“It’s as well to be armed. One never knows whom one may meet.”
“I am glad you didn’t shoot,” said Jimmy. “I’m a bit tired of being shot at.”
“I might easily have done so,” said Mr. Bateman.
“It would be dead against the law if you did,” said Jimmy. “You’ve got to make quite sure the beggar’s housebreaking, you know, before you pot at him. You mustn’t jump to conclusions. Otherwise you’d have to explain why you shot a guest on a perfectly innocent errand like mine.”
“By the way, what did you come down for?”
“I was hungry,” said Jimmy. “I rather fancied a dry biscuit.”
“There are some biscuits in a tin by your bed,” said Rupert Bateman.
He was staring at Jimmy very intently through his horn-rimmed spectacles.
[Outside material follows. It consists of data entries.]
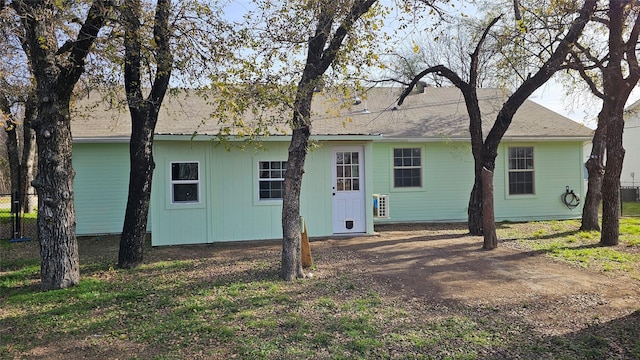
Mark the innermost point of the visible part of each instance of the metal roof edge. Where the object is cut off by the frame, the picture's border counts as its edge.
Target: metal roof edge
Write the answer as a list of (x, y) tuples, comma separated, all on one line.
[(100, 140), (345, 137)]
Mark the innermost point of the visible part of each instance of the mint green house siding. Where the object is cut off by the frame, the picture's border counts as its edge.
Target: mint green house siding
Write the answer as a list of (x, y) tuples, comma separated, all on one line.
[(557, 165), (228, 206), (447, 177), (447, 180), (100, 186)]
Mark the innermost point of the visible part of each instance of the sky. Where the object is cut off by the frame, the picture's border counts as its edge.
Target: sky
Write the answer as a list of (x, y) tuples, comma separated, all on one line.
[(582, 108)]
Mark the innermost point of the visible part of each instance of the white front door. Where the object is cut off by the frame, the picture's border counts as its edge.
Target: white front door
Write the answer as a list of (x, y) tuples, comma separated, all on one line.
[(348, 190)]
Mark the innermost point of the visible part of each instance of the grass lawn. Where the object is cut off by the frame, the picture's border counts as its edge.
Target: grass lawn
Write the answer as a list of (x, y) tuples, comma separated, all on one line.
[(223, 307)]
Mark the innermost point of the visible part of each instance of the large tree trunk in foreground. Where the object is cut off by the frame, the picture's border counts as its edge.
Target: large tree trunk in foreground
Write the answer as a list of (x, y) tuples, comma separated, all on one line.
[(318, 61), (291, 242), (11, 129), (144, 117), (29, 155), (611, 182), (134, 229), (56, 70), (489, 222), (59, 267), (595, 169)]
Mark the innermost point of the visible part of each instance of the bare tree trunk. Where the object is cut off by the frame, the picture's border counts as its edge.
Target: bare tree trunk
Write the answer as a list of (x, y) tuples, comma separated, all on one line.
[(28, 155), (134, 229), (59, 267), (611, 182), (489, 222), (56, 70), (13, 151), (291, 242), (595, 169), (144, 117), (318, 61), (474, 211)]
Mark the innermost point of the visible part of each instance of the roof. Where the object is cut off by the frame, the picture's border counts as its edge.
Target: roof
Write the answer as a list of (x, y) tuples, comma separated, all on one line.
[(436, 113)]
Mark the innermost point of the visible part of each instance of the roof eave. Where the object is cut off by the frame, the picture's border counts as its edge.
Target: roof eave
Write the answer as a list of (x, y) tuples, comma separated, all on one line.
[(100, 139), (321, 137)]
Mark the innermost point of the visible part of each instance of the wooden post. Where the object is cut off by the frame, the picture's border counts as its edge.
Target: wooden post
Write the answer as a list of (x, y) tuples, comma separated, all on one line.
[(305, 248)]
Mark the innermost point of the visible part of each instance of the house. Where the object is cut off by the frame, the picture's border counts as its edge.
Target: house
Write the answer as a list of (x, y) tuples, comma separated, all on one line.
[(413, 163)]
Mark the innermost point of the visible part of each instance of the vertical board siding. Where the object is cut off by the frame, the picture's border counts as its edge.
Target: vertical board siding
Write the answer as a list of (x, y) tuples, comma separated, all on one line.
[(175, 224), (448, 180), (631, 162), (100, 187), (446, 183), (229, 180), (556, 165)]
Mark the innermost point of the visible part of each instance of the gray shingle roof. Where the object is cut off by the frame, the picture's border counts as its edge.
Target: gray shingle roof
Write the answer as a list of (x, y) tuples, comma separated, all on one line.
[(435, 114)]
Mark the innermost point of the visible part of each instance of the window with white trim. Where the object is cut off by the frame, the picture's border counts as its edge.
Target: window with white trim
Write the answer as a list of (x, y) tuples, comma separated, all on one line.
[(407, 167), (521, 171), (271, 179), (185, 182)]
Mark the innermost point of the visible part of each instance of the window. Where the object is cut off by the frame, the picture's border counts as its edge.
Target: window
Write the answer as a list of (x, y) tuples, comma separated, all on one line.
[(185, 182), (271, 179), (407, 167), (520, 170)]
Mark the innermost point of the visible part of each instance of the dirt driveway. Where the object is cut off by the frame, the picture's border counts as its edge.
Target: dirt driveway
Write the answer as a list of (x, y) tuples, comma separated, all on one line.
[(443, 264)]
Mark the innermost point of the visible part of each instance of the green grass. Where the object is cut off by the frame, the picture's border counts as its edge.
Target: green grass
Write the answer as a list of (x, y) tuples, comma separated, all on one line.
[(562, 240)]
“Ah! That’s where the staff work has gone wrong, old boy. There’s a tin there with ‘Biscuits for Starving Visitors’ on it. But when the starving visitor opened it—nothing inside. So I just toddled down to the dining room.”
And with a sweet, ingenuous smile Jimmy produced from his dressing-gown pocket a handful of biscuits.
There was a moment’s pause.
“And now I think I’ll toddle back to bed,” said Jimmy. “Night-night, Pongo.”
With an affectation of nonchalance, he mounted the staircase. Rupert Bateman followed him. At the doorway of his room, Jimmy paused as if to say good night once more.